Cornell to present nanofabricated etching -- including tiniest full-color U.S. flag ever put on silicon chip -- to White House on March 30
By Blaine Friedlander
In a salute to nanotechnology, Cornell University researchers have etched the world's smallest, full-color American flag on a silicon chip. The flag is part of an elaborate nanofabrication that includes six full-color flags and 15 White Houses, all etched on the chip.
The size of a postage stamp, the chip has been placed in a Lucite paperweight that will be presented to the White House on Tuesday, March 30, in Washington, D.C., by Joshua Wolfe, a 1999 Cornell graduate and managing partner of Lux Capital, a New York City venture capital firm specializing in nanotechnology. It will be accepted on behalf of President George Bush by John Marburger III, science adviser to the president.
Later an identical paperweight will be presented to Rep. Sherwood Boehlert (R-N.Y.), chairman of the House Science Committee.
The flag and the White House images were produced using advanced photolithographic tools in the National Science Foundation (NSF)-supported Cornell Nanoscale Facility.
All told, the chip features 15 monochrome images of the White House flanked by six full-color American flags, embedded with microscopic features that reflect the colors of the stars and stripes. There are three visible White House images and a dozen nano-size ones, 500 microns wide and 225 microns high (a micron is one-thousandth of a millimeter), that appear as dots without magnification. All the White House images are flying an American flag.
"To put all of this into perspective, three stars on the flag that flies over the nano-built White House would fit across the width of a red blood cell," says Carl Batt, Liberty Hyde Bailey Professor of Food Science at Cornell, who is developing food-safety biosensors using nanotechnology. "The wires inside today's computer chips are now routinely thinner than the thinnest column in the White House nano-images. In fact you could line-up five computer wires across the width of the White House column."
The nanofabricated American flags and White Houses were created by Cornell research associates Scott Stelick and Madanagopal Kunnavakkam, both of whom work in Batt's laboratory. The chip was made to honor the 21st Century Nanotechnology Research and Development Act, which authorizes four-year funding for nanotechnology research starting in 2005. The legislation, introduced by Boehlert, creates programs supported by the National Nanotechnology Initiative.
Nanofabrication is used to create structures at the atomic and molecular levels, equal to 1/100,000th the diameter of a human hair. It offers hope for disease detection, environmental monitoring, energy production and improvements in electronic circuitry.
The six red-white-and-blue flags on the chip each measures 3 millimeters by 1.5 millimeters, and when the chip is held at an angle, the colors are reflected by a pattern of lines etched into a thin layer of glass coating a silicon wafer. The lines were spaced at nanometer dimensions (about three silicon atoms) to diffract specific wavelengths of light.

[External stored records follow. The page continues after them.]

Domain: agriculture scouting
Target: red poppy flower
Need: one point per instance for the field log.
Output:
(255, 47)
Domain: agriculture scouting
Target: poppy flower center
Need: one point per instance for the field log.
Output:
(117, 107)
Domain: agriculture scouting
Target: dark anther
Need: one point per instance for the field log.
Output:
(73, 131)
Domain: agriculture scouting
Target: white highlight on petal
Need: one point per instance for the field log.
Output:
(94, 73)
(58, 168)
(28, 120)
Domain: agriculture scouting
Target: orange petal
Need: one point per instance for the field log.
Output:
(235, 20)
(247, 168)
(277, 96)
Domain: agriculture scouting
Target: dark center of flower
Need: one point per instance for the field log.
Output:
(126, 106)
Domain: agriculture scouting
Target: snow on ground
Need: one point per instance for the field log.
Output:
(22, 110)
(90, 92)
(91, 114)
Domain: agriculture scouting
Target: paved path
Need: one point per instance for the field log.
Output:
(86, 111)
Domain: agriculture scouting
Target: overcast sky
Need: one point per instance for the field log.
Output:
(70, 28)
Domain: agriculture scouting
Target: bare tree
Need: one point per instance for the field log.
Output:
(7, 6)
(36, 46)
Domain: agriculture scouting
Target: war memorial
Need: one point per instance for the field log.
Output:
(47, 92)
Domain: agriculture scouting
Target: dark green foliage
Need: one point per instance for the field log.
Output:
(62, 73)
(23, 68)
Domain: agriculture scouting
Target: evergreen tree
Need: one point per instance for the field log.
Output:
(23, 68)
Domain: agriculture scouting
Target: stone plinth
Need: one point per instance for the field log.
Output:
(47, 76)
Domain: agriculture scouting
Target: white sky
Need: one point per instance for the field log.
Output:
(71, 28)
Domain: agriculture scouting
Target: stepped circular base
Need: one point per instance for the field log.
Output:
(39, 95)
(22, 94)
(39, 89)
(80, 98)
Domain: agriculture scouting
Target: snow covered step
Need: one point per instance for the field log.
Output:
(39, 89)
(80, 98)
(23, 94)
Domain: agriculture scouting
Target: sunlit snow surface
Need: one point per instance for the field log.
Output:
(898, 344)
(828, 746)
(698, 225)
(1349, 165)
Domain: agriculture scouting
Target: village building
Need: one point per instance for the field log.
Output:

It is this light diffraction that produces the red, white and blue.
If the three-color flag were any smaller, the colors would disappear. Objects at the nanoscale are devoid of color since their dimensions are smaller than a wavelength of light. In the flag, the stars, depicted as squares, are 75 micrometers across, or one-half the width of a human hair. Each white star is made of 36 separate lines spaced to reflect, blue, green and red light. When the light diffraction from red, green and blue combines, the human eye sees white.
Each stripe on the flag is made up of 52 separate lines. The spacing for the blue and green lines is 72 nanometers, and from green to red, 45 nanometers.
Other Cornell NSF-supported nanotechnology facilities whose science and technology helped in the production of the flag were the Nanobiotechnology Center, the Cornell Center for Materials Research and the Center for Nanoscale Systems.